Brad flushed. “All right. I'd do anything to find out. Anything,” he said, his voice breaking. “Just so I could finally get on with my damn life.”
Lisa hesitated, and then came over and gave him a hug. “See, I've got my work cut out turning you into a human being,” she said warmly. Once she broke off, she handed the key to Hellboy. “He didn't take much persuading. He doesn't think you'll find it. He's convinced it's not here.”
“Okay, you stay here . . . ” Hellboy began.
“You're kidding, right?” Lisa snapped.
“It could be dangerous down there.”
“And it's not dangerous here? And out there? And every Goddamn place in the world? I, for one, am not sitting around like some frightened little girl, being protected by the big man.
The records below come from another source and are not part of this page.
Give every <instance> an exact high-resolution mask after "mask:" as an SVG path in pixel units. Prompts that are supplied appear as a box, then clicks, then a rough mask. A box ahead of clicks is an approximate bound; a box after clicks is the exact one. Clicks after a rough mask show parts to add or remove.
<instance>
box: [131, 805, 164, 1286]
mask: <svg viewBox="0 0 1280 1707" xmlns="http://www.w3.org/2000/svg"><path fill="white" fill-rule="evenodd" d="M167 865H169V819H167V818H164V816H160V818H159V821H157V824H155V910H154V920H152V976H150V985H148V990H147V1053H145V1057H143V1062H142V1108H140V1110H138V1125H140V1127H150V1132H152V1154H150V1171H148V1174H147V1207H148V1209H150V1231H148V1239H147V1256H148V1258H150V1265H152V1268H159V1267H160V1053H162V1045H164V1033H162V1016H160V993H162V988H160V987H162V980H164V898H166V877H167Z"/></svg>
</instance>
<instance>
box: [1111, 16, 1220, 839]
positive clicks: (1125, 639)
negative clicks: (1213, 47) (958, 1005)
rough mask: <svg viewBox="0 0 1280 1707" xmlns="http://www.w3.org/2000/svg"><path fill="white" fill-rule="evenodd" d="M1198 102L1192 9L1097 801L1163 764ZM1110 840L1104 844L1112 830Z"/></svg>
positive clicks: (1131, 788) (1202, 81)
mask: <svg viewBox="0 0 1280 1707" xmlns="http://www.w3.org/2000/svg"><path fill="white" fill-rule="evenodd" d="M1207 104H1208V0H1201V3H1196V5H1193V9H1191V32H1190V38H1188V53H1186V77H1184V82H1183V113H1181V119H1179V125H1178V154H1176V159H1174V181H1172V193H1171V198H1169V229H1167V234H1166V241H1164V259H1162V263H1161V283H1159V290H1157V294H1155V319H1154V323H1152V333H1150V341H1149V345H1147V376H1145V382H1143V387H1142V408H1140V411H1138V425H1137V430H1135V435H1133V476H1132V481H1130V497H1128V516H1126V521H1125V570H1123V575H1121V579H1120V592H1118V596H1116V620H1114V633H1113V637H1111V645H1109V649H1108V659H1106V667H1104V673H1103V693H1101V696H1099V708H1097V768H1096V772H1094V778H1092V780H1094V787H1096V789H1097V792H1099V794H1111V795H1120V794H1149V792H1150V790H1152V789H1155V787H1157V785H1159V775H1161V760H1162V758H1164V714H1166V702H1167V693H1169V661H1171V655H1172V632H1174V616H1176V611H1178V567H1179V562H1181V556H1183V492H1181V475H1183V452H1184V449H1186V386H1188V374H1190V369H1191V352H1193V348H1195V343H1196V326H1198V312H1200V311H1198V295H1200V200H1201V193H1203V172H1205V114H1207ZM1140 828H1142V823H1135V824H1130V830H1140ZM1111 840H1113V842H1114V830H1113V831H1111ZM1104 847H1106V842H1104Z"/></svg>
I want to know what's happening, for good or bad.”
Hellboy hesitated.
“And if you say no, I'm going to follow you anyway and kick your ass when you least expect it.”
Brad shrugged. “She means it.”
“All right,” Hellboy growled. “Maybe you're better off where I can keep an eye on you.”
“Oh, thank you,” Lisa said in a rich, mocking tone.
Hellboy shook his head wearily; she was going to be trouble. “Let's see,” he said. Hellboy slipped the key into the padlock and turned.
And at that moment all the lights went off.